Development and zoning laws made designing the American Copper Buildings challenging. However, New York-based architecture firm SHoP Architects along with developers JDS Development successfully devised a project unique in its materiality and shape. The central design element of the building is the Skybridge, a feature that has more than just an aesthetic function as it links both towers and serves as an amenity space for residents.

Copper meets glass
The façade cladding of the 41 and 48-story towers is composed of copper plates, a material that will change from reddish brown to a matt green over time. By contrast, the three-story Skybridge is wrapped entirely in metallic shimmering glass. Positioned in between the two copper towers, the Skybridge produces a captivating, light, filigree effect.

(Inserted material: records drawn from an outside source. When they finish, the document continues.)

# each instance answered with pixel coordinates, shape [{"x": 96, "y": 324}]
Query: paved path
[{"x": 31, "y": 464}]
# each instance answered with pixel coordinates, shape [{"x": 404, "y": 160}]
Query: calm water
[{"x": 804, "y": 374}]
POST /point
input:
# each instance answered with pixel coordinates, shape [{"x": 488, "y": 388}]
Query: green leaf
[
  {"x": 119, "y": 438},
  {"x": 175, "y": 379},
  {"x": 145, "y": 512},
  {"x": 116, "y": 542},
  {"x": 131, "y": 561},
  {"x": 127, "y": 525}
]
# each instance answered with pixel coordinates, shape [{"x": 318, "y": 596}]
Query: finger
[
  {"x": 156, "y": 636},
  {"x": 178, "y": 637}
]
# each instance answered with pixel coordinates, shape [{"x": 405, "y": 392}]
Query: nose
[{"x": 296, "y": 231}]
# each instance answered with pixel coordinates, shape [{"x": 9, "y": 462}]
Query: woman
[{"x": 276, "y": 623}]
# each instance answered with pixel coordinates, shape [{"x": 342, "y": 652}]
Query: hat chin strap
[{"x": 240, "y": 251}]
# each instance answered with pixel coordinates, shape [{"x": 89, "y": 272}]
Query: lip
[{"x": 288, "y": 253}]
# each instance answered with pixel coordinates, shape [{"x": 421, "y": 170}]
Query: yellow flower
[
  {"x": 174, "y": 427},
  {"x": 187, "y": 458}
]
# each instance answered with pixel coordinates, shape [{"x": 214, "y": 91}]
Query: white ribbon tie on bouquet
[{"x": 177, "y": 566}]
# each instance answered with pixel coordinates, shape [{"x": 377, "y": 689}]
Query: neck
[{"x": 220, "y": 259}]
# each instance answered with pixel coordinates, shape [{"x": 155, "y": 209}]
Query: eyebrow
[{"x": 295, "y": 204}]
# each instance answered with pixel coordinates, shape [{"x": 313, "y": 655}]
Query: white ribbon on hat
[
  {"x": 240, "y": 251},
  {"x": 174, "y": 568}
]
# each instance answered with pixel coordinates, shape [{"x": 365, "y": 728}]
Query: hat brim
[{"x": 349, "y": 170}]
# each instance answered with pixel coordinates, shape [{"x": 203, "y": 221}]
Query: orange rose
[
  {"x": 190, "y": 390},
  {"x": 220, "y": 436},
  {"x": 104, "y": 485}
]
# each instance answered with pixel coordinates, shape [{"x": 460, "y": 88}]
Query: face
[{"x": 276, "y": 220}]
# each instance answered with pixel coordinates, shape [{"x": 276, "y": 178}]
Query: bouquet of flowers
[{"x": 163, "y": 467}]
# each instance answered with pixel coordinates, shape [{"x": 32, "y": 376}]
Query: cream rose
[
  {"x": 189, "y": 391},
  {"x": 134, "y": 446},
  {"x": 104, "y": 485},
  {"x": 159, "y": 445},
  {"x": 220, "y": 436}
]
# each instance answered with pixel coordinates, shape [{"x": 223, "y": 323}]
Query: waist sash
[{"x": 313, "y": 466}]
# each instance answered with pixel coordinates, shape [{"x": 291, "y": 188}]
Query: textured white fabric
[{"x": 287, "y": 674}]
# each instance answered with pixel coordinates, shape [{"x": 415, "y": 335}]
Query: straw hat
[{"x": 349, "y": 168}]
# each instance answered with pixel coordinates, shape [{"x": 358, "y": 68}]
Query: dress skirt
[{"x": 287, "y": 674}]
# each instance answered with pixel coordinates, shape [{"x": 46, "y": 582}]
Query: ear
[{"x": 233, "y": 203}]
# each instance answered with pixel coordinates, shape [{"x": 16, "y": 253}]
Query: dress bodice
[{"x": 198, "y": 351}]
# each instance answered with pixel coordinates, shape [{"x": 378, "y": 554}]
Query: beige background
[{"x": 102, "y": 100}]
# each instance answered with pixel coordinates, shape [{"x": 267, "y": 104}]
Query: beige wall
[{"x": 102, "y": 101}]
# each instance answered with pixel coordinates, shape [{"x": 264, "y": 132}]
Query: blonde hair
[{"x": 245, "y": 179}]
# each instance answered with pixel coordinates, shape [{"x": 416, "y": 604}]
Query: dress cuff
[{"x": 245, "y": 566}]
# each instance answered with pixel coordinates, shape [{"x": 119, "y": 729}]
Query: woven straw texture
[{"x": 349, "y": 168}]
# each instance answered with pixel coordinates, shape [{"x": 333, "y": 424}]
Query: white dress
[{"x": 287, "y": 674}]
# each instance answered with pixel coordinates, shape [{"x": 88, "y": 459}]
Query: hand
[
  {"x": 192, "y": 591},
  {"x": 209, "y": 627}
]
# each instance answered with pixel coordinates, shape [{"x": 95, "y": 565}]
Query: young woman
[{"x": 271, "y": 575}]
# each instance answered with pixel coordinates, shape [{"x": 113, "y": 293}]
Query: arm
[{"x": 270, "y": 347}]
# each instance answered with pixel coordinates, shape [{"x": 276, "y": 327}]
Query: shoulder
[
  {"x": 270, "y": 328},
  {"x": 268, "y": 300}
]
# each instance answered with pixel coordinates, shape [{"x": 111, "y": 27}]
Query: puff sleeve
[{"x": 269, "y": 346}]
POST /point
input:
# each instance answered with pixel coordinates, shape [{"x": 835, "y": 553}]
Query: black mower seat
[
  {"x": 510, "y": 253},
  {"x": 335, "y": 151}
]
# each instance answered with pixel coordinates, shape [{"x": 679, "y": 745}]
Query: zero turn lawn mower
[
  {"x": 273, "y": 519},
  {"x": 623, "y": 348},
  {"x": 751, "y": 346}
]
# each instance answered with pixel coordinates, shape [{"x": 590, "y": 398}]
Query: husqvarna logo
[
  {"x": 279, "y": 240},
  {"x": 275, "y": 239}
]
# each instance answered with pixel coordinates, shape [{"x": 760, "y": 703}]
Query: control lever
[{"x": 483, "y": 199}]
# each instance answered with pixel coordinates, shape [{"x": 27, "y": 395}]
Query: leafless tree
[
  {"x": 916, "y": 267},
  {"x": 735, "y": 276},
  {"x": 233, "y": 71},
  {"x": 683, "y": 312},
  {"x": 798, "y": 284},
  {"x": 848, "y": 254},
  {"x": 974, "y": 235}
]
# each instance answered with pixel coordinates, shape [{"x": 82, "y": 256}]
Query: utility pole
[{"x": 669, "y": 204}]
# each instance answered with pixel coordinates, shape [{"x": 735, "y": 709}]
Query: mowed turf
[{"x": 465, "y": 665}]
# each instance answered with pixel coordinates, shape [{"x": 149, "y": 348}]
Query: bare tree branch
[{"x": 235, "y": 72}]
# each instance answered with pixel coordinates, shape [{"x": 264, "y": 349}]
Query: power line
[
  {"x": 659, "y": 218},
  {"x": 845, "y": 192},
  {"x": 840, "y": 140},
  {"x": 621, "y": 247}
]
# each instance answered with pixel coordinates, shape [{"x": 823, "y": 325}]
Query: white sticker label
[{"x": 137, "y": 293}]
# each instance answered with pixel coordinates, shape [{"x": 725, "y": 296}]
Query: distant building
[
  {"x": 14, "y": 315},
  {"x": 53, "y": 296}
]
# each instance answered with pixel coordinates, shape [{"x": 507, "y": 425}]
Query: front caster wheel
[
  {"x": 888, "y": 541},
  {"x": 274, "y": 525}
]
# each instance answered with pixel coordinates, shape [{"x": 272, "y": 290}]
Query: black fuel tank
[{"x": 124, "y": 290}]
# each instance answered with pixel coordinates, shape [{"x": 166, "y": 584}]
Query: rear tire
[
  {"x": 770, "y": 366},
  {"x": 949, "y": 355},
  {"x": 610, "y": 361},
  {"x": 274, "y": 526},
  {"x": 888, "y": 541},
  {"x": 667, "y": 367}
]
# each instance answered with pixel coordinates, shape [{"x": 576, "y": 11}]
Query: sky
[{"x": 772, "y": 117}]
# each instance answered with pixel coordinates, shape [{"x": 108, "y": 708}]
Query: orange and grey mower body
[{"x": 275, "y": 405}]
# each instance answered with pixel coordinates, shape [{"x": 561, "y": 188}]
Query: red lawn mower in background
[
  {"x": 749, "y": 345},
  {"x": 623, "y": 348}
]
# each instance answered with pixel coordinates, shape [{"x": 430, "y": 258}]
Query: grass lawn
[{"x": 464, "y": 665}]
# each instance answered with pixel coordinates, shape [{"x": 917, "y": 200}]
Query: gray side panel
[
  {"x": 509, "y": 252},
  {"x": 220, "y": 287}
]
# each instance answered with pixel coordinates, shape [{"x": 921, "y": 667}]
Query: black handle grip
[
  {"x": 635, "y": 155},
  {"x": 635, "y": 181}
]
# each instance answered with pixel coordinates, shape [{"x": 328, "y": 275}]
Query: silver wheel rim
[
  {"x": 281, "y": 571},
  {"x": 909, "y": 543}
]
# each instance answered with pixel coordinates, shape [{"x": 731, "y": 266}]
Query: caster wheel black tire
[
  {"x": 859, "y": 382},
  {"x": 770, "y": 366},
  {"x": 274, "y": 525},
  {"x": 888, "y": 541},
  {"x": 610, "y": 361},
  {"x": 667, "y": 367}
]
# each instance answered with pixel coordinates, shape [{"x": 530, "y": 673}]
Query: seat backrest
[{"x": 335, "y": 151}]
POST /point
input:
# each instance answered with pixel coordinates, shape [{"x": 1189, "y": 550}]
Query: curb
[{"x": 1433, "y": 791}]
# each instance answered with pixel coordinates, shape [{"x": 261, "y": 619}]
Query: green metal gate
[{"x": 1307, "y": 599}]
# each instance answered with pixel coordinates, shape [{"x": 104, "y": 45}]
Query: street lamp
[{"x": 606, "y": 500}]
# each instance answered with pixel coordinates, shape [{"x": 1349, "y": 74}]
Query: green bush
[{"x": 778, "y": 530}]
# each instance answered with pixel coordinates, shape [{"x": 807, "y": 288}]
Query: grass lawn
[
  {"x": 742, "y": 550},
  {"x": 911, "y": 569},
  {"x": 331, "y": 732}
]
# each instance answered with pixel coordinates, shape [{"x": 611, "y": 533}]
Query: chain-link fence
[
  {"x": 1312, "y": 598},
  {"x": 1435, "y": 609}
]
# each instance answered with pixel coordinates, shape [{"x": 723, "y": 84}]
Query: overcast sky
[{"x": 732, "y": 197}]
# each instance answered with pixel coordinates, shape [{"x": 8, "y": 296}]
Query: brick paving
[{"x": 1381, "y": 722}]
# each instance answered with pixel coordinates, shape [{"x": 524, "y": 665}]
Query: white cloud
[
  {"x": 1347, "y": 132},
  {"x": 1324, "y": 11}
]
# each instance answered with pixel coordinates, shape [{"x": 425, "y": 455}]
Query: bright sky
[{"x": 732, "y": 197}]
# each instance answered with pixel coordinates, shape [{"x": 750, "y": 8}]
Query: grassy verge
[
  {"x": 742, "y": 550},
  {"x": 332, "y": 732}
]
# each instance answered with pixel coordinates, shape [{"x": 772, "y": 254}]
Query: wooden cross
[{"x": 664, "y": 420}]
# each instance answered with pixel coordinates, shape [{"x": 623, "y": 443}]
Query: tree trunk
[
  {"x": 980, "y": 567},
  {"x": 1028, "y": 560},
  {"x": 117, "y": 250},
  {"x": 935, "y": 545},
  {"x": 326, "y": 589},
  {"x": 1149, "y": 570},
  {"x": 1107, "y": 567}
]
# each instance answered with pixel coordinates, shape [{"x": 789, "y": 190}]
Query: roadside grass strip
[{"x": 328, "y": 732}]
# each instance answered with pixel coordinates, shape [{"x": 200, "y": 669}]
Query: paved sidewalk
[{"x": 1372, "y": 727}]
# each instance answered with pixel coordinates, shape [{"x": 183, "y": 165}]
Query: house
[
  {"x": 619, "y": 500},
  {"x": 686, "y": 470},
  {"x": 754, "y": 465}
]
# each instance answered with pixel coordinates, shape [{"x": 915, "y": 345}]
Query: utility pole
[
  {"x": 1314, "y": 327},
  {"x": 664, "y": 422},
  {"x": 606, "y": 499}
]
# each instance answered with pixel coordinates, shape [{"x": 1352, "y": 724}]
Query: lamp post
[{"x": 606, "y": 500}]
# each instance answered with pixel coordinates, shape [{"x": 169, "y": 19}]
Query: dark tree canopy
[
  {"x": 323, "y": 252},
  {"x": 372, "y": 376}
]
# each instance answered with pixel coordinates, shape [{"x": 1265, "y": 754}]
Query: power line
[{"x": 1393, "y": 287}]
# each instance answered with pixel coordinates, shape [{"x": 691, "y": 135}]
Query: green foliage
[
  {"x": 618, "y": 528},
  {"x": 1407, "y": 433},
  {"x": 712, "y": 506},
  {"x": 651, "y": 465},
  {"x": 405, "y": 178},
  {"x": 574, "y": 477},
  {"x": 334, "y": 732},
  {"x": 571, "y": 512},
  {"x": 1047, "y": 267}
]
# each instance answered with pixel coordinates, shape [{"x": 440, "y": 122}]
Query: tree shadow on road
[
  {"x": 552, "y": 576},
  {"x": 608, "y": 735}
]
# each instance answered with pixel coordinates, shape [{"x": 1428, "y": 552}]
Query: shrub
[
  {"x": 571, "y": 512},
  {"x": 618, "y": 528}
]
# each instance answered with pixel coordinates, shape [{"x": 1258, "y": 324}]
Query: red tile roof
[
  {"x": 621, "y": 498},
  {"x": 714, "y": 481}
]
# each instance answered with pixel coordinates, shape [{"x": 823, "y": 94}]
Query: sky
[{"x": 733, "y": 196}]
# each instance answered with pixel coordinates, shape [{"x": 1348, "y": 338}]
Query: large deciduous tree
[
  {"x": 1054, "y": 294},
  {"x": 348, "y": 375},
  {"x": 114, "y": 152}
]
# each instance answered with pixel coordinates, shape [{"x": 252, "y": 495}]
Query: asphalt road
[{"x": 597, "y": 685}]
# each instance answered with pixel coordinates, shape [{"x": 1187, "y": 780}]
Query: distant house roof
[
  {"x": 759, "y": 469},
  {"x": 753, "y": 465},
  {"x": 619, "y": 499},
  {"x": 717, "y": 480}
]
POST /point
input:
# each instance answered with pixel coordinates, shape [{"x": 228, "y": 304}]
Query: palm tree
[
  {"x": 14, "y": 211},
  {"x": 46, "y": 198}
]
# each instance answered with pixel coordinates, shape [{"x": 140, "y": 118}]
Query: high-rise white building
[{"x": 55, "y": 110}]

What is already impressive from the outside is equally as remarkable from within. The Skybridge houses a lounge, fitness studio, juice bar and hammam. The highlight remains the lap pool, which allows you to swim from one American Copper Building to the other while overlooking the city. Floor to ceiling windows provide uninterrupted views of the East River and Midtown Manhattan skyline. Stringent demands were inevitably made for the glazing. Glas Trösch and McGrory Glass collaborated to develop double insulating glass specifically for the project. The glass was made to allow for the best views while meeting the building’s strict energy requirements.

Highest bridge in the city
The glass Skybridge, suspended with the help of an imposing steel framework, serves as a unifying piece in the project’s design. It acts as both the structural link between the two skyscrapers and the home of the building’s amenities, bringing the East and West towers together. In addition to a swimming pool and fitness centre, the 5,600 square metre Skybridge offers open spaces where residents can work, play pool, or simply relax while also enjoying stunning views of New York City.

Fine gauze – spectacular views
All three floors of the Skybridge are made up of two laminated safety glass panes. A gauze with a metallic shimmering effect was laminated into the outer glass. This gives the façade an elegant yet unobtrusive sheen. The filigree mesh openings of the gauze allow plenty of daylight into the structure, but also offers basic solar protection. In combination with LUXAR anti-reflective glass from Glas Trösch, the pane structure also ensures internal visibility and transparency. It is glare-free, and even more importantly, low in the level of reflectance, even in the dark. The overall reflection value is just two percent, which not only enhances the view but also performs as a protection from bird strikes. The additional COMBI layer SILVERSTAR SELEKT meets all the energy requirements and offers optimum solar and heat protection as well as high daylight efficiency. The figures speak for themselves, with a total energy transmittance of 26 percent, a Ug value of 1.1 W/m2K and a light transmittance of 44 percent.

Together, the American Copper Buildings in Manhattan form an iconographic structure that combines sophisticated architectural design with intelligent engineering solutions. The Skybridge linking the two towers provides residents with the opportunity to watch the sunset glare-free, whether that may be from the poolside, on the running machine, or while playing a game of pool in the lounge.